Dün keyfim çok yerindeydi ve kendimi daha da iyi hissetmek için, şehrin çöplüğüne gittim…
Uçsuz bucaksız bir tepenin üzerinde, daha büyük bir tepe oluşmuştu çöplerden, rengarenktiler ve irili ufaklı. Arada esen rüzgarla salınıyorlar ve o keşif, tarifi mümkünsüz koku, dalga dalga içime işliyordu. Solunum sistemim bayram ediyor, midem başka bir şenlik yaşıyor, manzaranın eşsizliği gözlerimi yaşartıyordu. Vermeer’i ve Monet’i çıldırtacak bir güzellikti. Dans eden renkler ve kokuların inanılmaz uyumunda nirvanayı yaşamıyor, nirvananın kendisi oluyordum. Sesleri de vardı, hatta Paganini’yi hatta Beethoven’ı kıskandıracak bir senfoniye dönüşüyordu. Sonsuz ve eksiksiz bir güzelliğin içinde… Şükürdeydim.
Gelişi güzel oraya atılmış, kamyonlarla taşınıp oraya boca edilmiş çöplerin arasında dolaşmaya başladım, beni dayanılmaz bir güdüyle içine çekiyordu. Neleri oraya attığımızla ilgiliydim, çünkü insanı tanımak böyle bir şeydi ve bir yönetmen insanı tanımaktan daha fazla neye yükselebilirdi ki…
Çokça onur atılmıştı, belki onurdan çok gurur. Hatırı sayılır miktarda dürüstlük. Bilgi ve tecrübenin de sayısı epey fazlaydı. Namus da vardı ama oraya öylesine atılmış mertliğin yanında yoğunluğu azdı. Cesaret de yeter miktardaydı. Ben çocukken babamın bana öğrettiği erdemlerin hemen hemen hepsi oradaydı.
Ama mesela, para hiç yoktu!
Bir mertliğin yanına eğildim, "Nedir?" dedim. "Neden en çok sen buradasın?" "Sorma" dedi, bu çöplükte en acayip durum benimkisi, züğürtlük beni bozuyordu ve üzülüyordum, para da beni buraya düşürdü. Parayla da parasız da ben, ben olamadım. "Sorun sende değil" diyemedim teselliye zaten yokum ve içli içli ağlarken yanından ayrıldım.

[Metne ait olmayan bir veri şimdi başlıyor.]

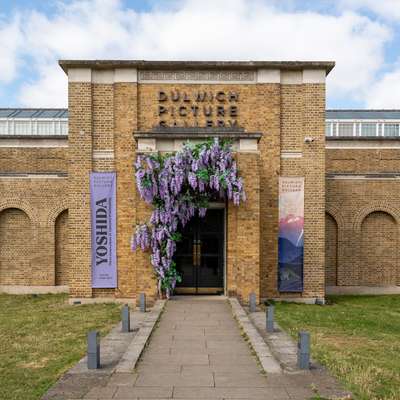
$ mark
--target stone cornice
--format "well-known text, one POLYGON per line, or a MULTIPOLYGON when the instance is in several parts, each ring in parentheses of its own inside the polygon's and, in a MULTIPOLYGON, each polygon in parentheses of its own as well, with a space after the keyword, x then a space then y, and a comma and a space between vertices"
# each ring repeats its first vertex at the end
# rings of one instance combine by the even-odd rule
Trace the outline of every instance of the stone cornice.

Atık nezaketten oluşmuş bir tümseğin üstüne çıktım ve evet o sigarayı yaktım, çöplüğün huzuruna kendimi bırakmıştım ki arkamdan bir el uzanıp sağ omuzuma dokundu. Döndüm eski bir dostun yüzüyle karşılaştım. Elinde bağlaması, derin derin gözlerime baktı, birbirini anlayan kırık tebessümlerle biraz sustuk. "Epeydir gelmedin evde bekliyorum" dedi. Cevabımı beklemedi, döndü ve gitti, yarım asır daha orada kalıp sigaramı içtim. Yüreğimde taşıyıp, atmadığım çöplerimi düşündüm uzun uzun. Erdemleri…
Yerim dar olmasa bir okyanus kadar anlatırdım da, malum işte. Daha yazmadıklarımı gidip şehrin çöplüğünde siz de tadabilirsiniz.
O dostun evine gittim, bir Anadolu ereni nasıl misafirini karşılarsa öyleydi yüzü. Zaten güzel adamdı, daha da güzel gördüm. Dertle harman olmayı bilen, bağlamasıyla har olan, sesiyle de yakan bir adam. Hem de adam kere adam. Biz muhabbet deriz aşkla yapılan sohbete. Oturduk mu muhabbete, gecenin de günün de hükmü kalmaz. Taşıması da kaldırması da zor bir derinlikte, dem olur, demlenerek konuşuruz, konuştuk da; Anadan, babadan, yardan, memleketten ve hayattan… Biraz ağladık, biraz sustuk, biraz o çaldı biraz ben dinledim, biraz o söyledi, biraz ben yürüdüm. "Odun" der sazına. Ve o odundan en güzel sesi çıkaran adamlardandır.
Kaçıncı günün sabahıydı evinden ayrıldığım, hesaplamadım. Bizde sevdiğine götürdüğünü saymazsın çünkü. Dostla oturmak bir sevgi meselesidir çünkü. Neyse…
Son bir söyle usta dediğimde o, "Senin ordan olsun o da Hacel Obası olsun" dedi.
Hacel obasını engin mi sandın
Ayağında potini var zengin mi sandın
Her olur olmazı dengin mi sandın
Ay da geçti göremedim ben seni
Mehmet’le sarıldık soyadı zaten yazıda var, ve bir kan uykusuna yattım.
Çöpünüz de sizin olsun, paranız da… İsimli rüyaya.